Estamos aqui à roda dos Fatos – onde o ar é seco, a palavra
é seca e os olhos são ressecados...
Mangifera indica – 13/5
13/5 da árvore humana?
Que tinta, que cor, que
sentimento
ele usaria na pintura
dos garranchos dos versos
emaranhados?
E outras seriam as visões da
árvore...
alheia e verde ao que escrevo
silenciosas folhas erguendo
flores de renúncia emanando
mais sensível ao amarelo solar
do que à sua sombra
Um duplo que irei projetar
sobre papéis transparentes
com grafite e bistre
nanquim e azeviche
E as células seriam outras
visões...
É esta mangueira uma célula
tronco
pluripotente, poderia ser várias
unipotente, veio a dar em versos
Células estaminais
tecendo linguisticamente
sutis estruturas
nos sulcos da matéria
E outras seriam as visões da
árvore...
Um verde escuro e frio
estremece nos ramos
estruturando árvores e ventos
armazenando versos e invernos
Versos d’água: mas não sei o que faço
Mas não sei o que faço por aqui... na procura do mundo me perdi.

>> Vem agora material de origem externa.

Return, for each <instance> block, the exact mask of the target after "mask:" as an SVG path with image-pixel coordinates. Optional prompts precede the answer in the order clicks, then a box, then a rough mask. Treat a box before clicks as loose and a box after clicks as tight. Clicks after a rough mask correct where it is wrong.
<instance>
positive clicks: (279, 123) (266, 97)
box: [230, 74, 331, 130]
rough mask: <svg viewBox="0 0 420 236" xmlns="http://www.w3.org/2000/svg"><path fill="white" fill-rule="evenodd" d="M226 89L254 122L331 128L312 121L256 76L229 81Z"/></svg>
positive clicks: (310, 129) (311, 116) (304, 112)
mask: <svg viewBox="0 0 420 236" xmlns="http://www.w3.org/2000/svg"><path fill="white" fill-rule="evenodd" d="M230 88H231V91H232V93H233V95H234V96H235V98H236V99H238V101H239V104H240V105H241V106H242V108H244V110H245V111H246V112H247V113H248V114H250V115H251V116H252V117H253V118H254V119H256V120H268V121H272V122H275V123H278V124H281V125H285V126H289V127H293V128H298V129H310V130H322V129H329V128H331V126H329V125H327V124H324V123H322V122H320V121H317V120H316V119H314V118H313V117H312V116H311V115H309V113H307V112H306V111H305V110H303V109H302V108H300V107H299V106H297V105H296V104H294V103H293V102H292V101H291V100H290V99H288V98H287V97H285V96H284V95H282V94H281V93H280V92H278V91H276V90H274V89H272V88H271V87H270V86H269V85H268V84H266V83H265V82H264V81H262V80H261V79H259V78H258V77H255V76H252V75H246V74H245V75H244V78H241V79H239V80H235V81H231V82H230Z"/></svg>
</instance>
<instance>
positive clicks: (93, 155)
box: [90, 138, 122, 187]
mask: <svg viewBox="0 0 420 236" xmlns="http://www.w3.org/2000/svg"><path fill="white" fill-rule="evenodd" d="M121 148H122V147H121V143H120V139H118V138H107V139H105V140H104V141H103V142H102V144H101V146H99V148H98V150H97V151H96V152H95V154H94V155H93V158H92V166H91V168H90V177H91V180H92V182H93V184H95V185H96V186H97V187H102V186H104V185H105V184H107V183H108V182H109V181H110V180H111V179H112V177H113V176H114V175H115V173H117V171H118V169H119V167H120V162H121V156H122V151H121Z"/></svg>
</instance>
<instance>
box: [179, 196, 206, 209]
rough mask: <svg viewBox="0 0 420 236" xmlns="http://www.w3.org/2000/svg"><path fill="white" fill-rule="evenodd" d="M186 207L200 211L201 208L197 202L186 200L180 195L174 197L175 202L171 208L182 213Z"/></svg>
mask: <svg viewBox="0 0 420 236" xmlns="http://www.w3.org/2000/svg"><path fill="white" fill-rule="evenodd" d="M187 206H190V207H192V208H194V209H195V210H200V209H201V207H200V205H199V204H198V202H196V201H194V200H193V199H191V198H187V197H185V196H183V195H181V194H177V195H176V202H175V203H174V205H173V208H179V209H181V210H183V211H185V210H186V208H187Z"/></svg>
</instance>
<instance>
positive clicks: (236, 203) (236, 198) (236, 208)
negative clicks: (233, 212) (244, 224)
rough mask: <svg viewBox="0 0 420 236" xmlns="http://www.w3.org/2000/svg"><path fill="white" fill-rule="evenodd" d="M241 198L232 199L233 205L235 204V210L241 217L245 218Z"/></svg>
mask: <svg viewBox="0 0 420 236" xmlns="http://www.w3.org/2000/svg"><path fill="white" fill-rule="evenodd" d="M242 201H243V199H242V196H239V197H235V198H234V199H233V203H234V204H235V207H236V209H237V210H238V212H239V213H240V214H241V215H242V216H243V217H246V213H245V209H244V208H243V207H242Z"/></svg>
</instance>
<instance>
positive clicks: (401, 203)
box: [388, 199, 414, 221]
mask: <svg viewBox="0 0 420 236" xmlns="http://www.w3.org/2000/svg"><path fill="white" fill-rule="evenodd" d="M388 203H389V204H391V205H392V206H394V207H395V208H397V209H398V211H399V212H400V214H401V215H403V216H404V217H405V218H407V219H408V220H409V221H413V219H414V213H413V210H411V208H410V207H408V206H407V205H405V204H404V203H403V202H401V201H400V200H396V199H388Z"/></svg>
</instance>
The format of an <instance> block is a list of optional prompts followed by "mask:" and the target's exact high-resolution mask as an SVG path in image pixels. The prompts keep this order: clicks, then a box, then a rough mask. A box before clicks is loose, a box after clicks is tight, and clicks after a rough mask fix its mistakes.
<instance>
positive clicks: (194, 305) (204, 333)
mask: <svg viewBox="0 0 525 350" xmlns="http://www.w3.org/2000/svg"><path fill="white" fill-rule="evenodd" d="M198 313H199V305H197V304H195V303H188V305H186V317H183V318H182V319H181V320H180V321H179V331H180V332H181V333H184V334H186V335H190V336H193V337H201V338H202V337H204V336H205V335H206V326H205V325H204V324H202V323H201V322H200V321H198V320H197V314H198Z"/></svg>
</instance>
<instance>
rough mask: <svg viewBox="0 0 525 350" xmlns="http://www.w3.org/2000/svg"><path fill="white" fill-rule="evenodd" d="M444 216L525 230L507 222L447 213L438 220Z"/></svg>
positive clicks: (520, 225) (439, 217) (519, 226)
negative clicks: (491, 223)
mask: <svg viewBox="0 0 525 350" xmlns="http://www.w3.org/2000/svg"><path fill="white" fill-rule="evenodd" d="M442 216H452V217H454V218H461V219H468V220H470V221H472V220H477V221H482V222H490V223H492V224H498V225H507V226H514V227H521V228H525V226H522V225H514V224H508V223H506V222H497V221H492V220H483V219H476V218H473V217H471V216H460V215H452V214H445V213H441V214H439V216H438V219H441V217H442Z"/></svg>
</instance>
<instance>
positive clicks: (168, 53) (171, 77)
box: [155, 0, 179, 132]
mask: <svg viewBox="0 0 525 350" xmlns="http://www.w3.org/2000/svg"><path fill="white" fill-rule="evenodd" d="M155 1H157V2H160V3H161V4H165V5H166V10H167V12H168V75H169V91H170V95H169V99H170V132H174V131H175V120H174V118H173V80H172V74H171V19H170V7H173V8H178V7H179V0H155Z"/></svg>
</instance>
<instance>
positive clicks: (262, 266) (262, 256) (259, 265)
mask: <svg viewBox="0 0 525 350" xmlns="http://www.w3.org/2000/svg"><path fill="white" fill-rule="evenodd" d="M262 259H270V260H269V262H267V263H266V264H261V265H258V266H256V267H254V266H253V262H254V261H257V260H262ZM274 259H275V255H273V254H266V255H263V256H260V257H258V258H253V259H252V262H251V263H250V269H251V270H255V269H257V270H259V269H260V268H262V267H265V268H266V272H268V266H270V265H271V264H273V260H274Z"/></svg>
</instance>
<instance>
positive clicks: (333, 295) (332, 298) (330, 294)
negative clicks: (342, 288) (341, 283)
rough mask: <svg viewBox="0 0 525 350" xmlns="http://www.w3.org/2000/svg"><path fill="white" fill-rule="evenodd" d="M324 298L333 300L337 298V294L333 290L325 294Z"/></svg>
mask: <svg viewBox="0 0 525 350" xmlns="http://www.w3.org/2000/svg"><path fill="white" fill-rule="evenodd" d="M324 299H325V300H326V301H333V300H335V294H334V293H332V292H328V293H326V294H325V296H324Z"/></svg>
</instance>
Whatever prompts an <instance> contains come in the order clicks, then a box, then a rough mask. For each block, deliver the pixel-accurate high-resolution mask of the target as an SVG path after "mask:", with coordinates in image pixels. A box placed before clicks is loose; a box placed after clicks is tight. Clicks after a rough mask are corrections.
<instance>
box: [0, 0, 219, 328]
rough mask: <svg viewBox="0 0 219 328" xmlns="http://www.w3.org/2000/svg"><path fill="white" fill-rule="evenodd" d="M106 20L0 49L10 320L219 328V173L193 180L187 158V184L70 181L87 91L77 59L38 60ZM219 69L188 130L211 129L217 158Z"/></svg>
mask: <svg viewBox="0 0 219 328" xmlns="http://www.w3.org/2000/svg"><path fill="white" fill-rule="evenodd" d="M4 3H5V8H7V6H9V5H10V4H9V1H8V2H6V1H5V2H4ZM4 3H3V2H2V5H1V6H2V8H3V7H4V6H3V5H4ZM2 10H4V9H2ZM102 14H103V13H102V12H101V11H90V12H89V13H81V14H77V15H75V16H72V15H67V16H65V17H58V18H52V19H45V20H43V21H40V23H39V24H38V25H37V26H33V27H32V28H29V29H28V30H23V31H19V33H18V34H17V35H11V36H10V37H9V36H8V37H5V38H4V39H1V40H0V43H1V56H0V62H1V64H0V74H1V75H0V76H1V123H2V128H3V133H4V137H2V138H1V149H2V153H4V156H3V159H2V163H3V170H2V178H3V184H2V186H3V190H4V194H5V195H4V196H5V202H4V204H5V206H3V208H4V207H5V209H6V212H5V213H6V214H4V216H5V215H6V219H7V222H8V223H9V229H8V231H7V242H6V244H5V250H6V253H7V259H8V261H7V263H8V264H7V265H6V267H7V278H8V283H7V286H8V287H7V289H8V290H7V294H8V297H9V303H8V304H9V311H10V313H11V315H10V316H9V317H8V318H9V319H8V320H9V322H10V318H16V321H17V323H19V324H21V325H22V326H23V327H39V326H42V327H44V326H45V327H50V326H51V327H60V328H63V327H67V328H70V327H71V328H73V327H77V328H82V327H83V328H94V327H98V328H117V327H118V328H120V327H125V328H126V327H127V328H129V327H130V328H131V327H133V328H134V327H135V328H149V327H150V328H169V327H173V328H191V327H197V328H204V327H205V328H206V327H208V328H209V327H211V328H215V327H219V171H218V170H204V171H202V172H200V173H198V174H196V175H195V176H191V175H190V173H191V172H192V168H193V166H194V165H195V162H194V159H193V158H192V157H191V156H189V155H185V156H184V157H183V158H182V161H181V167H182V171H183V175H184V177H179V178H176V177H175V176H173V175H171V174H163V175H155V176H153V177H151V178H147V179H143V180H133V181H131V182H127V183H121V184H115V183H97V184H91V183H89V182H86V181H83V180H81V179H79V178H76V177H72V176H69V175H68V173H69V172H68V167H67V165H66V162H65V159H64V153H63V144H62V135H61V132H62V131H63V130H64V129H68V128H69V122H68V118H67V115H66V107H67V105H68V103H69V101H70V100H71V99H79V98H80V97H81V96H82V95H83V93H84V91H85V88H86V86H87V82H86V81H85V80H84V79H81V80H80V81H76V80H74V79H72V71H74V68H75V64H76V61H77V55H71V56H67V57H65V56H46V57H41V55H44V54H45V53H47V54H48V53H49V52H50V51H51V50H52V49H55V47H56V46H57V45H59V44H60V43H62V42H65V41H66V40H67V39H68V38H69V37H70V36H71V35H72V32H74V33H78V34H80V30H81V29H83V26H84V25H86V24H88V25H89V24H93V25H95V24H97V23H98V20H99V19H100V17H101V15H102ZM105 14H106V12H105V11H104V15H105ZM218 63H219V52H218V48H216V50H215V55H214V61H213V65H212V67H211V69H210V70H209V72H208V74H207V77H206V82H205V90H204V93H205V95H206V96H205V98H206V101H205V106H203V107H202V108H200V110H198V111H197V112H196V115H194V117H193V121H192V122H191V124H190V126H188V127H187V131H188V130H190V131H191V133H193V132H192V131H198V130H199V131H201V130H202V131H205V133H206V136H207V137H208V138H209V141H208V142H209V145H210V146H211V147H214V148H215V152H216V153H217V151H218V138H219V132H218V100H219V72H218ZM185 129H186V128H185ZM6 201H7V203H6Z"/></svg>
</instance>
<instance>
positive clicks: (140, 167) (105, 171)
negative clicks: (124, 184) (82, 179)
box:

Mas não sei o que faço por aqui... na leitura do mundo me perdi.
Mas não sei o que faço por aqui... na cultura do mundo me perdi.
Mas não sei o que faço por aqui... nas agruras do mundo me perdi.
Vídeo Versos d'água
Um
moinho e várias voltas. Um sino e vários toques. Uma linha e várias medidas. Um
rio e vários dias. Um movimento e vários ritmos. Um verso e vários pés. Um
poema e vários leitores, vários ouvintes. Uma poesia
e vários poetas. Um blogue
e vários posts. Um mosaico e várias tesselas. Um todo e várias partes. Um
fluido e várias linkagens. Uma língua e vários versos d’água, vários.
Versos de cansaço: sítio de busca
Buscas alfabetos e idiomas onde tudo é símbolo;
e partituras onde a música é a chuva e o rio.
Buscas inscrições tumulares onde o fumo das piras apaga tudo:
estás no lugar errado ou não sabes ainda o que procuras?
Cansaço: nas vizinhanças do sonho
The dream is over.
[O sonho acabou]
God, de John
Lennon
Parece-me, na verdade, que com a aproximação da consciência, o conteúdo
subliminar da psique “se apaga”. O estado subliminar conserva ideias e imagens
a um nível de tensão bem menor do que o que elas possuem quando conscientes.
Definem-se com menor clareza; as suas inter-polações são menos óbvias e
repousam em analogias mais imprecisas; são menos racionais e, portanto, mais
“incompreensíveis”. Esse mesmo fenômeno pode ser observado em todas as
condições vizinhas do sonho, provocadas pelo cansaço, pela febre ou por
tóxicos. Mas se alguma coisa acontece, trazendo maior tensão a qualquer dessas
imagens, elas se tornam menos subliminares e, por estarem mais próximas do
limiar da consciência, mais nitidamente definidas.